Referendum i pytanie o migrantów. "PiS zapomniał, że kto referendum walczy, od referendum ginie"
Goście TVN24 mówili też referendum, które miałoby się odbyć w dniu wyborów parlamentarnych i o pytaniach, jakie mają się w nim pojawić. W niedzielę poznaliśmy trzecie z czterech, które brzmi: Czy popierasz przyjęcie tysięcy nielegalnych imigrantów z Bliskiego Wschodu i Afryki, zgodnie z przymusowym mechanizmem relokacji narzucanym przez biurokrację europejską?.

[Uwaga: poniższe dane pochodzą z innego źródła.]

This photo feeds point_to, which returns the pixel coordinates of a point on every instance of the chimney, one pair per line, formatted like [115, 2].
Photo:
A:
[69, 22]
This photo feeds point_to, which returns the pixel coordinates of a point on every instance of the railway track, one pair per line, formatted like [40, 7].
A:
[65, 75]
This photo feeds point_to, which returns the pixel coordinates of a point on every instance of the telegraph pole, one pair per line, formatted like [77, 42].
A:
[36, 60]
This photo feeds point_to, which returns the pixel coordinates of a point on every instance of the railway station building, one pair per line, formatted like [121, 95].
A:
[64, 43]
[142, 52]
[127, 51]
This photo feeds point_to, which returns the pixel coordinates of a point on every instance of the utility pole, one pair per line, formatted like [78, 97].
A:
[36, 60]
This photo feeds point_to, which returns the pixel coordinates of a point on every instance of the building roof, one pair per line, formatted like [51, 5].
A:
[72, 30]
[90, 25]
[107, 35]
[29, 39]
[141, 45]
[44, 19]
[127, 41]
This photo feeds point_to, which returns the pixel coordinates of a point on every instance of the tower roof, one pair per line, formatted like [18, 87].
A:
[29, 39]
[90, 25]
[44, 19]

Zybertowicz - pytany, czy jego zdaniem te negatywnie nacechowane słowa nie sugerują odpowiedzi i nie są pewną psychomanipulacją - przyznał, że "gdyby to było pytanie w badaniu naukowym, to nie byłoby właściwe, ale referendum to nie jest badanie naukowe".
Leszczyna zauważyła, że pytanie traktuje o "przymusowym mechanizmie relokacji, którego po pierwsze nie ma". - I drugie kłamstwo: "narzuconym przez biurokrację europejską". Tymczasem nie ma nic wspólnego z tym biurokracja, w sensie ostatecznych rozstrzygnięć. Bo ostateczne rozstrzygnięcia należą najpierw do parlamentu, potem do Rady Unii Europejskiej, czyli ministrów wszystkich państw - mówiła. - Ale na szczęście PiS zapomniał o tym, że kto referendum walczy, od referendum ginie - oceniła.
- Państwo wymyślacie każde z tych pytań na zasadzie stosowanej przez Morawieckiego: Ludzie są tacy głupi, że w to uwierzą - dodała posłanka PO.
Posłanka Lewicy wskazywała, że rządzący mają "wyłącznie jeden cel" w organizowaniu referendum. - Kilkanaście miesięcy temu było głosowane na odsunięcie wyborów samorządowych w czasie po to, żeby nie było problemu z finansowaniem, po to, żeby nie obciążać komisji. I zorientowaliście się, że nie jesteście w stanie po prostu dodatkowo finansować tych wyborów. I teraz Fundacja Orlenu, wszystkie te fundacje spółek Skarbu Państwa będą mogły brać udział w tym referendum i finansować waszą kampanię wyborczą. Przecież dokładnie o to chodzi - oceniła.
Według Tyszki PiS za pomocą referendum "chce narzucić swoje tematy" w kampanii. - To będzie plebiscyt, natomiast niestety przy okazji PiS i Jarosław Kaczyński ośmiesza samą instytucję referendum, instytucję, którą powinniśmy szanować, dlatego że to jest element demokracji bezpośredniej - dodał.
Zgorzelski zwrócił uwagę, że "w 2020 roku Komisja Europejska zaproponowała mechanizm relokacji uchodźców". - Mam pytanie do pana ministra (Horały - red.). Czy brukselski biurokrata, niejaki (Janusz - red.) Wojciechowski, komisarz z Prawa i Sprawiedliwości, złożył veto do tego mechanizmu? - pytał.
Według polityka ludowców, "rządzący odwołują się do przeszłości, tak jakby nie mieli mocy, żeby pokazać narodowi przyszłość". - Bo przecież te wszystkie trzy pytania odnoszą się do spraw, co do których naród de facto się wypowiedział - stwierdził.
Horała odpowiadał na zarzuty o to, że pytania są nieprecyzyjne i niejasne. Przekonywał, że na przykład w pierwszym pytaniu - brzmiącym: Czy popierasz wyprzedaż państwowych przedsiębiorstw?, "każdy wie, o co chodzi". - Przecież wiadomo, że chodzi o przedsiębiorstwa w kontroli państwa - powiedział.